Take an easier example:
$$ \begin{cases} x+y = 1 \\ x-y = 1 \end{cases} $$
The only solution is $(x,y)=(1,0)$. Normally you would get to the solution by adding both sides to get
$$ 2x=2 \tag{*}$$
and solve it as
$$ x=1 $$
But then you get back to (the one of) the original equations, substitute $x$ you already know and solve for $y$. This means when writing (*) you do really mean something like:
$$ \begin{cases} x+y = 1 \\ 2x = 2 \end{cases} $$
or
$$ \begin{cases} 2x = 2 \\ x-y = 1 \end{cases} $$
Note if your original system included a parameter $\alpha$ like this
$$ \begin{cases} x+y = 1 +\alpha \\ x-y = 1 -\alpha \end{cases} \tag{**} $$
then you could get the same (*)! When you solve it and get $x=1$, the form may suggest a single solution. But your domain is still two-dimensional and what you really get is
$$1x+0y=1$$
solved by
$$\{(x,y):x=1, y \in R \}$$
(or it may be $C$ instead of $R$ if you allow complex numbers). This is not a single solution. Choose any single solution from within this set and there is a certain value of $\alpha$ that makes the chosen solution solve (**).
In fact (*) aggregates solutions to all possible versions of (**). By going from (**) to (*) and solving the sole latter, you lose the information what $\alpha$ is.
So where is a similar parameter in your case, since you divide your original equations? Here:
$$ \begin{cases} \sqrt{x^2+y^2}\cdot \left(x-5\right)=\left(6x+y\right)\cdot\beta \\ \sqrt{x^2+y^2}\cdot \left(y-1\right)=\left(6y-x-2\right)\cdot\beta \\ \beta\neq0 \end{cases} \tag{***} $$
It leads to the circle you got but the circle doesn't depend on $\beta$. I haven't investigated if every single point of the circle solves (***) for some value of $\beta$ but it seems to me that every solution of (***) for any possible $\beta$ belongs to the circle. The circle aggregates solutions to different systems of equations.
Taking a single point that belongs to the circle, you don't know if it solves (***) for $\beta=1$ (which is your case) until you confront it with something that specifies $\beta=1$ somehow. It may be any of your two original equations, they implicitly set $\beta=1$.
Others already gave you the answer on how to solve it, this is an additional remark. Observe the following: Suppose we have the folowing equation, it has a solution set associated (shown on the right):
$$x=\pi \tag*{$S_1=\{\pi\}$}$$
Now what happens when we square both sides?

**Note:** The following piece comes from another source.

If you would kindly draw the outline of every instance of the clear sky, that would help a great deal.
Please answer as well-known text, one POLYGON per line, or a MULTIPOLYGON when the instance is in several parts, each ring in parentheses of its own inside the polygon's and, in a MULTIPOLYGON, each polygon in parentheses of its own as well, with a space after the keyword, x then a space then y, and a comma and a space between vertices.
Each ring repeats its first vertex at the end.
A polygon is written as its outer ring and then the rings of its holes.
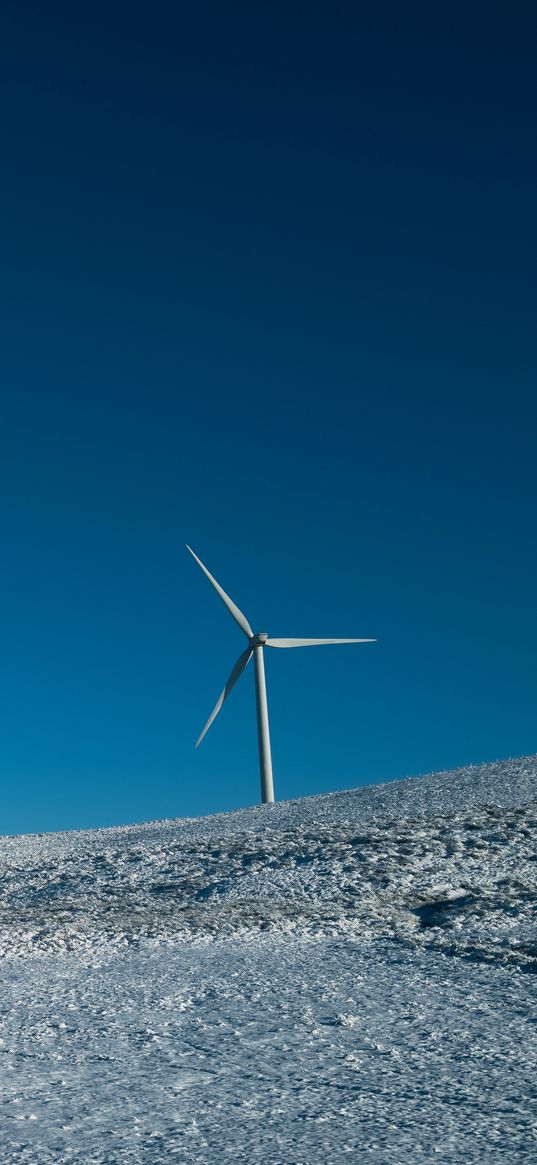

$$x^2=\pi^2 \tag*{$S_2=\{\pi,-\pi\}$}$$
What if we take the first equation and apply the sine function in both sides?
$$\sin(x)=\sin(\pi)=0 \tag*{$S_3=\{\pi n : n\in \Bbb{Z}\}$}$$
So, applying a function to both sides of the equation can mess up the solutions and come up with more or less solutions: There are $2$ solutions for $S_2$, but infinite solutions for $S_3$. Observe that $3\pi$ won't be a solution to the first equation, nor to the second. You should try "keep track" of the solution set as you transform the equations.